3.2 ASFV genome characterization from the Dominican Republic 2021 outbreak
As of November 2021, 73 ASFV samples from the 2021 outbreak in the DR have been characterized by whole genome sequencing on the GridION and PromethION platforms (Oxford Nanopore Technologies) (Supplementary File 1). These 73 samples were obtained from 18 provinces in the DR (Figure 1). All 73 samples contained ASFV sequences that were characterized by p72 as genotype II and appeared to share a high degree of genetic similarity with European strains isolated from 2016-2018 (Figure 2). All sequences from the DR contained four single nucleotide polymorphisms (SNPs) relative to the Georgia 2007/1 genome (NC_044959.2) at positions NC_044959.2:7059 (C->T, MGF 110-1L Trp197Leu), NC_044959.2:44576 (A->G, MGF 505-9R Lys323Glu), NC_044959.2:134514 (T->C, NP419L Asn414Thr), and NC_044959.2:170862 (T->A, I267L Ile195Ile) (Supplementary File 2). Additionally, sequences from the DR did not contain a SNP at position NC_044959.2:26425 (T->C, MGF 360-10L Asn329Thr) that was characteristic of the Asiatic genomes.
Although the DR sequences were most closely related by sequence identity to European ASFV sequences, they appeared to have diverged by some distance from the publicly described European ASFV genomes. The DR sequences did not contain additional SNPs described in European ASFV sequences since 2016 (other than the 4 indicated above), and sequences from the DR contained at least 8 distinct SNPs that were not found in any publicly available ASFV sequence (Supplementary File 2). Additionally, the 73 sequences from the DR clustered into two genetically distinct groups that were differentiated by the presence of a SNP at position NC_044959.2:90280 (G->A, C962R Glu73Glu) (Supplementary File 3). We refer to the two distinct groups within the DR sequences as genetic cluster 1, containing the variant allele at NC_044959.2:90280, and genetic cluster 2, containing the reference allele at position NC_044959.2:90280.
Genetic cluster 1 was the largest cluster (68/73 samples), spanning 17/18 provinces characterized by whole genome sequencing from May 14 to October 4, 2021 (Figure 1). Genetic cluster 2 (5/73 samples) was characterized only in Santiago and Elías Piña provinces early in the outbreak from May 13 to July 20 and had not been detected since in the DR by USDA NVSL FADDL. The two genetic clusters differed by at least 5 SNPs but shared the common genetic backbone present in all sequences obtained from the DR. This suggests that these two clusters were genetically distinct from one another by descent but shared a common ancestor. By the time the first genomes were sequenced from the DR dating to May 13 and May 14, 2021, 1 SNP in cluster 1 and 4 SNPs in cluster 2 had developed away from the putative common ancestral genome. The putative common ancestor was not sequenced in samples obtained from the outbreak.
To verify the accuracy of the variant calls from Nanopore sequencing data, a subset of 14 samples from genetic cluster 1 were additionally sequenced on an Illumina MiSeq platform (Supplementary File 1). All 11 SNPs defining the mutational backbone from the DR sequences plus the defining SNP for genetic cluster 1 were characterized identically between Oxford Nanopore and Illumina platforms.
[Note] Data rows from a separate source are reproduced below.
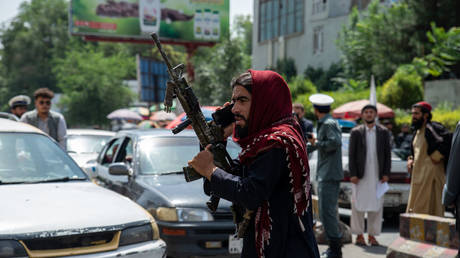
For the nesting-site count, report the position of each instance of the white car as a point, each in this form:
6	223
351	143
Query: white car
395	199
50	208
84	145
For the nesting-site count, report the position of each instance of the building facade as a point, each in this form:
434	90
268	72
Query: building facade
304	30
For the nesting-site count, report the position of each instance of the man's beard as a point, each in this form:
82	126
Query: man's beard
370	121
417	124
242	131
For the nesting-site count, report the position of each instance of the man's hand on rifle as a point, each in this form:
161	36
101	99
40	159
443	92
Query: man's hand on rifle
203	163
228	131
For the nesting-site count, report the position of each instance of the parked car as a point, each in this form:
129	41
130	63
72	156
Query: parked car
84	145
395	199
50	208
147	167
8	116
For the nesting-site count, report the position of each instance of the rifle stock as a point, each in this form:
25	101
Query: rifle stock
207	133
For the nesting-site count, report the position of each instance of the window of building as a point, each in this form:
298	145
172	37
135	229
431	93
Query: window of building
318	40
280	17
319	6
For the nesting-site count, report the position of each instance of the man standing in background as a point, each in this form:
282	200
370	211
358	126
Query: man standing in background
305	124
18	105
367	171
430	149
50	122
329	171
451	192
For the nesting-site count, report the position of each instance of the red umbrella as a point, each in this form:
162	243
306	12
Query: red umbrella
352	110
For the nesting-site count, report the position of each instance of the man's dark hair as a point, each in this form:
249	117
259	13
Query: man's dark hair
369	106
424	111
44	93
244	79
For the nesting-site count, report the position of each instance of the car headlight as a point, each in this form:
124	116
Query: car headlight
12	248
181	214
135	235
189	214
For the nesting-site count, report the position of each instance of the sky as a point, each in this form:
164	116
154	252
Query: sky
9	9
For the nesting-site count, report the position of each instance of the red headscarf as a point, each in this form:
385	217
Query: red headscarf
271	125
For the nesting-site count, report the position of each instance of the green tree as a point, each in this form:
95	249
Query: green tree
444	58
403	89
37	35
378	40
325	80
93	84
243	30
444	13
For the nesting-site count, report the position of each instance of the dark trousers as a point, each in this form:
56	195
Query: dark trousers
328	195
457	220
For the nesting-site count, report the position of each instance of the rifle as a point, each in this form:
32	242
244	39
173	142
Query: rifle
207	132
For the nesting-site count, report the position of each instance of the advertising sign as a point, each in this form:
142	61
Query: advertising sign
179	20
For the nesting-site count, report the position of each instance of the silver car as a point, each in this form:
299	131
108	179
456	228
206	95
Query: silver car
395	199
84	145
50	208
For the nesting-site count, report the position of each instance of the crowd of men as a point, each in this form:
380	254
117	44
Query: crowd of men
42	117
273	175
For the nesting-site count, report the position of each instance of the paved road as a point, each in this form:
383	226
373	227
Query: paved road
390	232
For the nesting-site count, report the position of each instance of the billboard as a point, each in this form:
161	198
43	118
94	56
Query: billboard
178	20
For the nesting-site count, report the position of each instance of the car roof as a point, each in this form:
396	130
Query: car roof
10	126
156	133
90	132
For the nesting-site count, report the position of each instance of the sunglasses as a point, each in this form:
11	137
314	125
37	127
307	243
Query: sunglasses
42	102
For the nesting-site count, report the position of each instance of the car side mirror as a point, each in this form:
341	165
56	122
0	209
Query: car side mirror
119	169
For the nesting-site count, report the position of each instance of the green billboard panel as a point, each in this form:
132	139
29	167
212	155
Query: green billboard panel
180	20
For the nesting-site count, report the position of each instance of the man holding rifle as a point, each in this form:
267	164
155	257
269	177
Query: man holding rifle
273	179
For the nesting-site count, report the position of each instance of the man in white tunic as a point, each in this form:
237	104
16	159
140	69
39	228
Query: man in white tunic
370	166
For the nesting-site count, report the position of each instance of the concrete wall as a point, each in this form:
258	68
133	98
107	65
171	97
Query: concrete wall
299	46
440	91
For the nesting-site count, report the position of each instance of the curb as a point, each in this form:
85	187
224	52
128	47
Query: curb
404	248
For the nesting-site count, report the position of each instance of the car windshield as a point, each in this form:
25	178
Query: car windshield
33	158
171	154
86	143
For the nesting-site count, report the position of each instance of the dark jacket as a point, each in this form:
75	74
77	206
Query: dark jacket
357	151
267	178
306	126
452	187
438	139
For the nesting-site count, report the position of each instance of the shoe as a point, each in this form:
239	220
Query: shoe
372	241
360	240
334	250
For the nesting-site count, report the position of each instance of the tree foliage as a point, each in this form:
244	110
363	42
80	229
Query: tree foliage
444	13
403	89
378	41
243	30
325	80
445	53
93	84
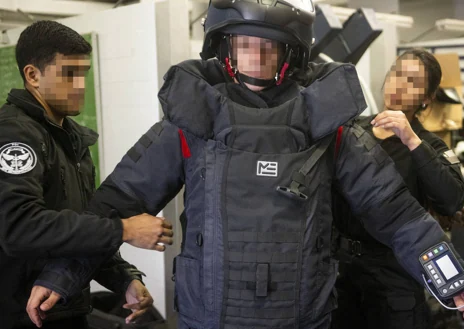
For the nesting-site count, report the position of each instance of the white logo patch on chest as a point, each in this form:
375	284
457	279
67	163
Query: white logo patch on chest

For the samples characterized by both platforms, there were no discrepancies between any SNP calls, and Illumina sequencing did not identify additional SNPs beyond those identified in the Nanopore sequencing data. Based on these results, the variant calls seen in the DR were considered verified by two independent sequencing platforms, and all characterization for additional samples was performed using the Oxford Nanopore GridION and PromethION platforms.
Additionally, within the subset of genetic cluster 1 samples characterized by high accuracy Illumina data, several insertions and deletions were identified in one or more ASFV genomes from the DR (Table 1). Sequence data from this work has been deposited into the NCBI SRA database under BioProject accession PRJNA768333.